Frequent communication and no surprises. That doesn’t mean calling every two seconds but when there is an issue, communicate early and make sure you have a few suggestions on how you will resolve the problem as well.
On a typical workday, how do you start your day and how does it end?
When I’m in London, I always start the day with a phone call to my husband and our children. Then it’s early to the office – usually around 7.30am and then I cram my day until around 8pm. On those days, I don’t have time for a social life in London – that’s for when I’m at home in Gloucestershire with family and friends.
What advice can you give to our members about raising their profiles within their own organisations
Make yourself be known. Volunteer for things, speak up in meetings, make sure people know you have a point of view. Remember that your reputation will always precede you, so when you do something you have to make sure you do it well.

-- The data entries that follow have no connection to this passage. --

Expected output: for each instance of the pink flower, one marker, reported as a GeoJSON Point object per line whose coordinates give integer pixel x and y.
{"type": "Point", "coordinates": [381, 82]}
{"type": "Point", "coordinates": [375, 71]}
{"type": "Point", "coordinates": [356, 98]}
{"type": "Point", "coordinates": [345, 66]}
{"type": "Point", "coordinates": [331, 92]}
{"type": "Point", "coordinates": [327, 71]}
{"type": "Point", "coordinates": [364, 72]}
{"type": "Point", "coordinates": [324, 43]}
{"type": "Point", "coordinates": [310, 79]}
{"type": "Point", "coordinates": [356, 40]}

We are responsible for our own careers. If you’re unhappy with it then change it!
How have you benefited from coaching or mentoring?
I’m not keen on forced mentorship. I do have mentors that I talk about my career journey with, but it’s not a formal arrangement. Some of them are friends who I’ve known for many years and are able to challenge me and provide support when I’m deciding whether to make a big career shift. I like reverse mentoring – I often ask junior members to help me with something so I can approach it from a different perspective.
Do you think networking is important and if so, what three tips would you give to a newbee networker?
In my view, while networking doesn’t always work – it has to be in your DNA to keep in touch with connections you’ve made at an event like you would your friends – your network can be one of your most valuable assets. I believe that networks have to be built over a number of years, instead of trying to achieve such relationships in one night.
Sometimes the best connections are made during times of adversity, where we’ve all been in the same boat and have managed to bond over it – rather than at a networking event.
What does the future hold for you?
Hopefully more of the same! I love my job and the people I work with. Barclays has given me an amazing opportunity – being the CEO, Barclays Wealth & Investments, in our home market and in a market that is growing rapidly.